In a study investigating the impact of the dexamethasone implant on mfERG findings in patients with macular oedema due to central retinal vein occlusion (CRVO), Bulut et al found no significant change in mfERG measurements six months post-treatment.17 While there were non-significant improvements in retinal function as measured by mfERG, the study highlighted the complex nature of assessing functional recovery in CRVO-related macular oedema treated with dexamethasone implant. This study suggests that while Ozurdex may lead to anatomical improvements, its impact on functional mfERG outcomes at 6 months is not statistically significant, indicating a potential area for further research to understand the long-term effects of dexamethasone implant on retinal function in CRVO patients.

Our study’s limitations include a relatively small sample size and a single-centre design, which may limit the robustness of our analyses, especially in distinguishing the effects between naïve and non-naïve DMO eyes. This constrained sample size, shaped more by logistical and clinical constraints than precise statistical power calculations, may affect the generalisability of our findings. The lack of a control group is a major drawback, as it is essential to differentiate whether the changes observed in mfERG are due to the natural progression of the disease or the effects of the drug. Additionally, electrophysiological assessments were only conducted at the six-month mark, potentially missing significant changes that could have been observed at months 2 and 4, as well as overlooking later electrophysiological changes. The use of mixed models helped mitigate potential bias from including both eyes of some participants, but these factors collectively may restrict the broad applicability of our results.

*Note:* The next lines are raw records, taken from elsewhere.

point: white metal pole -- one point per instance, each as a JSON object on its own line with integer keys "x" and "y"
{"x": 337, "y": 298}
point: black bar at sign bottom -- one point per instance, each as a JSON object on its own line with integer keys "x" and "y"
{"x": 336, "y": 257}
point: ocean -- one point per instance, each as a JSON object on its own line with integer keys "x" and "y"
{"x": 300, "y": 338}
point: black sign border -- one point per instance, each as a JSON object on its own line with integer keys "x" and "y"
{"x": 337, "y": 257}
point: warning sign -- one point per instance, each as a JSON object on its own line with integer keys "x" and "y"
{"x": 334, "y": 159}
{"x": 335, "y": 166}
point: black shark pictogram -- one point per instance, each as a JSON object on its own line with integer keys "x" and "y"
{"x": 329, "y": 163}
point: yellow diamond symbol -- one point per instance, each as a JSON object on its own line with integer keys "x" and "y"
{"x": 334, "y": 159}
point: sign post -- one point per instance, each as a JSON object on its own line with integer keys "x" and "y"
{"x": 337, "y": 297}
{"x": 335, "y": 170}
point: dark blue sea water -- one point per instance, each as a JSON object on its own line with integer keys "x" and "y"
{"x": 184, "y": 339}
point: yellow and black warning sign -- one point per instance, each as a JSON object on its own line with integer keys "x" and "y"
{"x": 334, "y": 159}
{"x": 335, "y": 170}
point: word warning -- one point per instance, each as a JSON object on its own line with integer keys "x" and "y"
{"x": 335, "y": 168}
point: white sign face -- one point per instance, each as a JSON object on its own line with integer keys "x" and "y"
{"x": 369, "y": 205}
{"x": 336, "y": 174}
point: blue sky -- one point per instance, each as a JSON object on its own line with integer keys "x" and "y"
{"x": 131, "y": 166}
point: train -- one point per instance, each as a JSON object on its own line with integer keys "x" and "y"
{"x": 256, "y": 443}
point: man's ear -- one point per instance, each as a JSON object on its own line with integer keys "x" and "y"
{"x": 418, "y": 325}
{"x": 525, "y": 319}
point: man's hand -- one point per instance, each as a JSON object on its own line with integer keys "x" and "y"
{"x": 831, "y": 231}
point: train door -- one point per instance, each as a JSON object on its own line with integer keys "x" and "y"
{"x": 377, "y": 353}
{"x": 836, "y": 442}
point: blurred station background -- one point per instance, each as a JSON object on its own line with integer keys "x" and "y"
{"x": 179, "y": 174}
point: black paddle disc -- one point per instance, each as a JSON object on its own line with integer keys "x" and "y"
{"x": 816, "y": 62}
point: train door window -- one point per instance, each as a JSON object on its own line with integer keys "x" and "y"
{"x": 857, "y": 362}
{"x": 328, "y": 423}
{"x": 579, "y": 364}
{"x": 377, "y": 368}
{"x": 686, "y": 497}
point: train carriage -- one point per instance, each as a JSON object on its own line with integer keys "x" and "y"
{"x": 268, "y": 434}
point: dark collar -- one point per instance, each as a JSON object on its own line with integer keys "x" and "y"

In conclusion, our study demonstrates that the dexamethasone implant significantly influences the electrophysiological profile of patients with Diabetic Macular Oedema (DMO) over a six-month period, as evidenced by improvements in mfERG amplitude. These enhancements suggest both functional recovery and potential neuroprotective effects, underscoring the utility of mfERG as a sensitive and early biomarker of treatment efficacy. While limitations such as the relatively short follow-up period and the study’s modest cohort size necessitate caution in generalising the findings, these results strongly support further research and the potential integration of mfERG in routine clinical practice. This approach could enhance the evaluation and customisation of treatments for DMO patients, providing early indicators of therapeutic success and better long-term management strategies.

Funding Statement

This study was funded by Allergan.

Disclosure

The authors have no other conflict of interest to declare.